Lu Huaiyu, vice-president of the China Cotton Association, said that the cold weather during the cotton seeding season, heavy rains and then a drought in major cotton-planting regions such as Hunan, Anhui, and Jiangsu provinces between June and August have severely cut the nation's cotton production.
The Ministry of Agriculture forecast that the nation's cotton output will be around 6.3 million metric tons in 2013, down 540,000 tons from last year's figure.
Anhui's agricultural authorities estimated that the province's cotton output decreased 17 percent this year and that cotton quality is lower than in 2012, mainly due to the heavy rains.
China has 13 major cotton-planting provinces and autonomous regions, and nearly half of them were hit by adverse weather conditions this year.
Lu said that cheaper Indian cotton prices and shrinking cotton farmland are another two important factors behind the country's lower cotton output.
The Chinese government introduced a floor for cotton prices in 2011 to ensure that cotton farmers get a fair income. Domestic cotton prices are now between 18,000 and 18,500 yuan ($2,950 to $3,032) a ton, while Indian cotton is priced between 17,200 and 17,600 yuan a ton in the Chinese market after customs clearance, according to the Beijing-based China National Cotton Exchange, the country's biggest cotton trading platform.
Lu said that China's textile mills are buying cheaper Indian cotton to reduce their raw material costs and tackle the rising costs of labor, energy prices and logistics services.
And many Chinese textile companies in Zhejiang, Shandong and Jiangsu provinces have also started to order cotton yarn from India.
Companies save on customs fees when they buy Indian cotton yarn compared with raw cotton, because no tariffs are charged for imported cotton yarn. Meanwhile, Chinese textile companies have to pay a 13 percent value added tax if they buy raw cotton from domestic producers.
Since January, most of the raw material used by China's textile mills came from the country's reserves and from cotton imports. Supply from the reserves reached 3.72 million tons from January to the end of July, while the amount of imported cotton bought by textile mills hit 3.37 million tons from January to October. India and the United States are the biggest exporters to the Chinese market.
Due to increased competition after 2010, the income of Chinese cotton farmers has decreased and many of them started planting rice and wheat, which brings them higher government subsidies than cotton.
Lu said that about 4.2 million mu (280,000 hectares) of China's cotton farmland has been turned into grain or vegetable farmland this year. The country's total cotton-planting area now stands at 66 million mu.

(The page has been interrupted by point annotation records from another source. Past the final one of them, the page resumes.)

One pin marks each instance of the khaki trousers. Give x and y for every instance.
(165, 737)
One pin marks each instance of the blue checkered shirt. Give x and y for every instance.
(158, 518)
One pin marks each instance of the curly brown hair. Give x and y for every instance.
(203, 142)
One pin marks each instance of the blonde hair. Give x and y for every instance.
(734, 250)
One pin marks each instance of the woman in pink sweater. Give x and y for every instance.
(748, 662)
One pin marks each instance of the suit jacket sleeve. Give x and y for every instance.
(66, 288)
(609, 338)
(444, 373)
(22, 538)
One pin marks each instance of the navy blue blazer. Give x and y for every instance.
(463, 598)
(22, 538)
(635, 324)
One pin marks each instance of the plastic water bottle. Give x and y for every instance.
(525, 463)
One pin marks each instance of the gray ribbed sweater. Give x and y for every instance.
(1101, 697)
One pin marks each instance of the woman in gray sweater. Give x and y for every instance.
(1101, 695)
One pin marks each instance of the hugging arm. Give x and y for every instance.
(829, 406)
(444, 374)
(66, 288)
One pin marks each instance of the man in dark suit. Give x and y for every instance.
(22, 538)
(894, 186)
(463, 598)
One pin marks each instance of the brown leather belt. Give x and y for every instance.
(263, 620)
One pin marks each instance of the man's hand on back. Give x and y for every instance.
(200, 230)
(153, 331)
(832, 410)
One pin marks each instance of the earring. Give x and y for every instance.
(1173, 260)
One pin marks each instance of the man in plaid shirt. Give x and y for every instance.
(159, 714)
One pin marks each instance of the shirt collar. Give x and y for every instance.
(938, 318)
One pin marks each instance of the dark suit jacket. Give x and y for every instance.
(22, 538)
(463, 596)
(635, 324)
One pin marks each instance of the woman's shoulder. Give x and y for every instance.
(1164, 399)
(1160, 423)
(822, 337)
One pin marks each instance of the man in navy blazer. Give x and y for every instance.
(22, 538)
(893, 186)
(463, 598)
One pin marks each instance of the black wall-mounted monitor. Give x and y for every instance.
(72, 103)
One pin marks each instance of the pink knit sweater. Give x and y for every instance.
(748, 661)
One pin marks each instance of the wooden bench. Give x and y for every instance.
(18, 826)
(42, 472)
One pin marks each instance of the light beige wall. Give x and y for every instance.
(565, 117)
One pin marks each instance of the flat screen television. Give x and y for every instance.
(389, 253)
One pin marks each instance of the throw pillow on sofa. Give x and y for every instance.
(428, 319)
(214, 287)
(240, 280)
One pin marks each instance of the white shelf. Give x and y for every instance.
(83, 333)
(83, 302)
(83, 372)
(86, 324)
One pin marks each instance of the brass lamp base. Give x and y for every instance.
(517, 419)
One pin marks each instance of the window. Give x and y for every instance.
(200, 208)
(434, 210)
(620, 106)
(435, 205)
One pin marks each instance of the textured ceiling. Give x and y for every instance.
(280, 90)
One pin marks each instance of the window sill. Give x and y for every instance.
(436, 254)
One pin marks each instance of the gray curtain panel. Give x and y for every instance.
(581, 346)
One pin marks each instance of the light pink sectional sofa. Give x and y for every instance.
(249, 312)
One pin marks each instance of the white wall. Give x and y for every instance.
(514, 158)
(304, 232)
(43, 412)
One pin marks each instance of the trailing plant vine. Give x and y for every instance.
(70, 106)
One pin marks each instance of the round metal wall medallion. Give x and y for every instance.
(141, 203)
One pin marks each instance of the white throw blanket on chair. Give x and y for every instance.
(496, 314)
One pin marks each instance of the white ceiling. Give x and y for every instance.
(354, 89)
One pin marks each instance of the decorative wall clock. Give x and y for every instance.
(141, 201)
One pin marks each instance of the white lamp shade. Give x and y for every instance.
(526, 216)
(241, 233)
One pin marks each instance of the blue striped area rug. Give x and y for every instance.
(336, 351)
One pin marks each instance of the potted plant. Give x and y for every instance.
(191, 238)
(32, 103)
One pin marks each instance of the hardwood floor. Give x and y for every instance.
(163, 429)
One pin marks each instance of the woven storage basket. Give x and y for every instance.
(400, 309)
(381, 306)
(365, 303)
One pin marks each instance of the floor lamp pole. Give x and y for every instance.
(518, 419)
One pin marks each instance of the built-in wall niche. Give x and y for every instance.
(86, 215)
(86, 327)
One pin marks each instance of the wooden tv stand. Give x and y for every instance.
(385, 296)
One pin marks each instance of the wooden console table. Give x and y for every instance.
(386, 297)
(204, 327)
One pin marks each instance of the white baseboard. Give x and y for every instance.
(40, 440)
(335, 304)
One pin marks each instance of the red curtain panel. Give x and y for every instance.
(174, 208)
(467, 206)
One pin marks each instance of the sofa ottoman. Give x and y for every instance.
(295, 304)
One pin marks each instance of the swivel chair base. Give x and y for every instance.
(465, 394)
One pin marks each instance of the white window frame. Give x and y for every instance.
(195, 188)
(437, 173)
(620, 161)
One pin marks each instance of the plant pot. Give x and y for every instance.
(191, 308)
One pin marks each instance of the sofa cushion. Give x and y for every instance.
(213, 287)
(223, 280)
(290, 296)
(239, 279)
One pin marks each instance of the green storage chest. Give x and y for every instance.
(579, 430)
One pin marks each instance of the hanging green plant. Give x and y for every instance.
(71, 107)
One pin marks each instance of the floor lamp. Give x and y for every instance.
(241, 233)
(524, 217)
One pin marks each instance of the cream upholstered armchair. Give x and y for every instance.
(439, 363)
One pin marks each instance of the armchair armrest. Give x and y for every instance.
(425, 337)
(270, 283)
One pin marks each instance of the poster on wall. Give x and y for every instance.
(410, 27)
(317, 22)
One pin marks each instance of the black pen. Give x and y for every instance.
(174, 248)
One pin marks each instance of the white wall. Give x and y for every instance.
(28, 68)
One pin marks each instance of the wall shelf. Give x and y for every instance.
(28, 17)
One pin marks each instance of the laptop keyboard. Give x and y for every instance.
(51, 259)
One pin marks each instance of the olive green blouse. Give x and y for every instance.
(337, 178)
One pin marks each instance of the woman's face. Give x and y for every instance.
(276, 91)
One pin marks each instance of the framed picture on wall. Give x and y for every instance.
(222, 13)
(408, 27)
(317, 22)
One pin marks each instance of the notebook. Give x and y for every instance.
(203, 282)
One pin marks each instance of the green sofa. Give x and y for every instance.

Ding Lixin, a researcher at the Chinese Academy of Agricultural Sciences in Beijing, said it's too early to assess whether China's cotton output will see a significant drop as the nation's cotton policies are based on the import quota and the government reserves
"To prevent uncertainty in the market, China will use its abundant cotton reserves to meet market demand if the country's cotton-planting regions report a certain level of output losses," Ding said. "Cotton prices surely won't become a big concern for Chinese garment and textile factory owners."
With 9.6 million tons of cotton reserves, which represent half of global stocks, China began to sell cotton from its reserves on Nov 28 and will start auctions that will run until August 2014.
The country's cotton reserves are expected to increase to 11.4 million tons in 2014, up by almost 2 million tons from the stockpile earlier this year. The country will hold nearly 60 percent of the world's stocks then, according to a report by the US-based International Cotton Advisory Committee.